The residential area of the community consists of farm houses and bungalos, some of which had been under consideration for inclusion on the National Register. An active rail line runs the town, but I only saw one old commercial building and a cotton gin.
This is a far cry from what used to be here, though. A study of country stores across South Carolina indicated six general stores in the town. Also, according to an unpublished 1920 Sanborn map there were several general stores, various feed stores, a bank, and a railroad depot.
There were a couple of buildings that looked like lodges of some sort.
There seemed to be lots of churches for such a small community. There was a large, somewhat modern Baptist church, a smaller brick church on the other side of town, and one with a rather unusual color scheme.
On my map I had several schools marked. I had passed one on the main highway. GNIS has this one listed as Terrell Bay School, named for a nearby geographical feature. The building now serves as a community center with an attached playground.
I tried to find some more information about this school. The School Insurance database at the South Carolina Archives has a school named Centenary School that looks this one, but the windows are now missing and there’s an extra door on the south end. The site actually describes it as the school gym. Even so, I still think it might be the same school.
On the south side of town was a less ambiguous school. This was the location of the former Terrell’s Bay High School. Now abandoned and empty, this was obviously an old Equalization School, so named because they were supposed to provide “separate, but equal” education for black students in an age of segregation. The school is listed on the SC Equalization Schools website.
So, is Centenary a ghost town? If one simply looks at the commercial aspects, it is, but there is still an active community here. I think they might say otherwise.
A couple of miles southwest of Ella’s Grove I had marked the former town of Eulonia. My route took me past farmlands and through wooded areas along 41-Alt. I turned onto Eulonia Road and drove until I reached the railroad and the location I had marked.
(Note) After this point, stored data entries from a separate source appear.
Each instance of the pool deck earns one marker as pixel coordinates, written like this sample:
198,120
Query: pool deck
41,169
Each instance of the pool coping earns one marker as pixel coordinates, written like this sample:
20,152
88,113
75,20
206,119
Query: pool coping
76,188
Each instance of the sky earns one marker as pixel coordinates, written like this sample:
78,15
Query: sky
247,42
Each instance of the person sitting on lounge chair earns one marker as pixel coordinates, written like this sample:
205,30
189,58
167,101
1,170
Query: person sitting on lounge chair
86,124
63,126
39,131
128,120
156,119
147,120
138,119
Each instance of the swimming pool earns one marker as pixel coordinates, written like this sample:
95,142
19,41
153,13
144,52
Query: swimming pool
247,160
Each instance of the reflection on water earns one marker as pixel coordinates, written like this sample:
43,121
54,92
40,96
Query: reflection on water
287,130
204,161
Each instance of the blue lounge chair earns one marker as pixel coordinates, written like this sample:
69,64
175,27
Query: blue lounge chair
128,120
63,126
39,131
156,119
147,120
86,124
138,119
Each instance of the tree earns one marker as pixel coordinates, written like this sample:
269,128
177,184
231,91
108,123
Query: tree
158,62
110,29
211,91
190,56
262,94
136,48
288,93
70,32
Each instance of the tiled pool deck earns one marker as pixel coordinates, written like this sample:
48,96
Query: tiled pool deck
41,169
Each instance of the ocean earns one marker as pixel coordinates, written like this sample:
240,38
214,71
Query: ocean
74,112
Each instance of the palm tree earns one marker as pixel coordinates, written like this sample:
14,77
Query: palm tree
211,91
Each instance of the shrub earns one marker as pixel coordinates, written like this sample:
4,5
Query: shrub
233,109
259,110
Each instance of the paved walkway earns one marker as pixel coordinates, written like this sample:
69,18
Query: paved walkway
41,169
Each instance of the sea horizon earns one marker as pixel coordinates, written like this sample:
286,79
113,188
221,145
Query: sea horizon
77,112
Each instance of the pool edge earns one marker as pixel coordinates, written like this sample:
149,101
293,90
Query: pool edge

There was a building next to the railroad that resembled a depot, but was a bit too modern. A sign indicated that it now served as the headquarters for a hunt club.
Apart from that, there was nothing, nada, zilch.
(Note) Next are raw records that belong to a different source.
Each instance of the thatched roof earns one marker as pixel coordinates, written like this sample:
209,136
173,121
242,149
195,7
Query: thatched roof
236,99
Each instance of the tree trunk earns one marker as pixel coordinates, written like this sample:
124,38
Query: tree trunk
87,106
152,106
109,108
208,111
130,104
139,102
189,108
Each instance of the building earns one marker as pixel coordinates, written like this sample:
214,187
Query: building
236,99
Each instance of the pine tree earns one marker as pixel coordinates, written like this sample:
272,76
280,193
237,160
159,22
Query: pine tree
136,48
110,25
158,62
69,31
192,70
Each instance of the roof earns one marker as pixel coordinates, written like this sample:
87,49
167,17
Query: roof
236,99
As with Centenary, this wasn’t always the case. The Country Stores study cited earlier indicates that there were four general stores here. Carolana.com lists an active post office from 1879 to 1921, much longer than nearby Ella’s Grove. The School Insurance collection has a very nice brick school building listed for the town.
This location certainly qualifies as a ghost town. I didn’t get out to explore the location as it was very hot and humid. Plus, large logging trucks kept whizzing by.
Centenary Methodist Church
It was getting close to lunch time and I wanted to visit the Marion County Museum. I headed back north along 41-Alt past Ella’s Grove and Centenary. On the way in I’d passed Centenary Methodist Church and made a point to stop.
According to SCIWAY.net, this Greek Revival building was built in 1853. This was also once the site of a Methodist Camp Meeting, similar to Shady Grove, Cypress, St. Paul, and Indian Field in Dorchester County. Now there is just the wood frame church and cemetery.
I strolled through the oldest part of the cemetery, but didn’t linger. I still had lots of targets in my GPS and the day was getting away from me. I had much more to see.